Google has hooked up with Liberty Global and HSBC Principle Investments to start funding a satellite network aimed at connecting the three billion people who still can't get access to the internet, at least those living near the equator.

O3b, standing for the "Other 3 Billion", has raised $60m from Google, Liberty and HSBC. However, they'll need ten times that to fulfill the ambition of 16 satellites offering gigabitspeeds to service providers in central Africa and the Middle East, without the latency usually incurred in space-based internet access.

The initial phase will be half that number, and is scheduled to be operational by the end of 2010. Latency is reduced by putting the satellites in a low-earth orbit, less than a twentieth of a second away at light speed as opposed to the half second needed to reach geostationary orbit.

That does make for more complicated antennae, as they can't be pointed towards the satellite, but it makes the internet a great deal more usable.
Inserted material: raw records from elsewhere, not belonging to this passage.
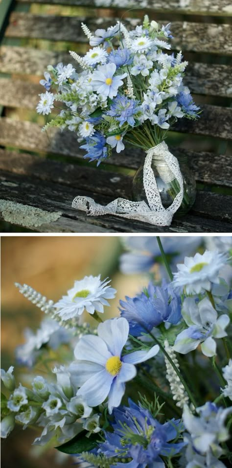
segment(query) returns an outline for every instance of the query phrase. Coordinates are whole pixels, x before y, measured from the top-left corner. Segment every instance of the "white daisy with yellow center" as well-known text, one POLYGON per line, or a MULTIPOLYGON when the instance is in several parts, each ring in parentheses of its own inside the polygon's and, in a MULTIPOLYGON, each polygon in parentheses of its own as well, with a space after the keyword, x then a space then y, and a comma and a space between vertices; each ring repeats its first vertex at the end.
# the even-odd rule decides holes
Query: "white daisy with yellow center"
POLYGON ((79 133, 81 137, 92 137, 95 132, 95 129, 92 123, 90 122, 82 122, 78 127, 79 133))
POLYGON ((129 329, 127 320, 122 317, 99 324, 98 336, 86 335, 79 340, 74 350, 77 360, 69 368, 71 382, 80 387, 77 396, 81 395, 92 407, 108 397, 110 414, 119 405, 125 382, 136 375, 134 365, 153 357, 160 349, 156 345, 148 350, 122 355, 129 329))
POLYGON ((173 285, 183 288, 187 294, 199 294, 210 291, 212 283, 220 282, 220 270, 228 261, 226 254, 206 250, 202 255, 185 257, 184 263, 177 265, 173 285))
POLYGON ((95 65, 97 63, 105 63, 108 53, 102 47, 93 47, 90 49, 83 57, 83 60, 87 65, 95 65))

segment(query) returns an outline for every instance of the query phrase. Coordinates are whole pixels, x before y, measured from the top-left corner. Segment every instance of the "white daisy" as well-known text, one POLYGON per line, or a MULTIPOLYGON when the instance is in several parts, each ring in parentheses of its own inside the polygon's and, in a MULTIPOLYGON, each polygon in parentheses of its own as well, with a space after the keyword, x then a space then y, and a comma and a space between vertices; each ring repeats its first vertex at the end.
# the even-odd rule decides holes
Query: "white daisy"
POLYGON ((109 305, 106 299, 115 297, 116 290, 107 286, 109 281, 101 281, 98 276, 85 276, 80 281, 75 281, 74 286, 68 291, 68 296, 54 304, 55 312, 63 320, 68 320, 81 315, 85 309, 90 314, 95 310, 103 313, 103 305, 109 305))
POLYGON ((184 264, 177 265, 179 271, 174 274, 173 285, 185 288, 187 294, 210 291, 211 283, 220 282, 218 272, 227 260, 226 254, 209 250, 203 255, 197 253, 194 257, 185 257, 184 264))
POLYGON ((96 63, 105 63, 108 53, 101 47, 94 47, 90 49, 83 57, 83 60, 87 65, 95 65, 96 63))
POLYGON ((141 52, 144 53, 144 52, 147 52, 152 44, 153 42, 151 39, 143 36, 131 41, 131 49, 133 52, 141 52))
POLYGON ((81 137, 92 137, 95 132, 92 123, 89 122, 82 122, 78 127, 79 133, 81 137))
POLYGON ((42 93, 39 95, 41 98, 36 107, 36 111, 38 114, 43 114, 43 116, 45 114, 47 115, 50 114, 51 109, 54 107, 53 102, 55 98, 54 94, 52 93, 46 91, 46 93, 42 93))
The satellites will be orbiting on the equator, which is why O3b only needs eight of them (strictly speaking, they only need five) and coverage will be limited to within 45 degrees - but much of the unconnected demographic lives around there anyway.

O3b plans to sell connectivity to local providers, who can then connect locals over 3G, WiMAX or even copper cables, using the O3b satellite connection as backhaul.

The companies already involved have reserved the right to provide the rest of the funding, according to the FT, though other backers may be brought in later.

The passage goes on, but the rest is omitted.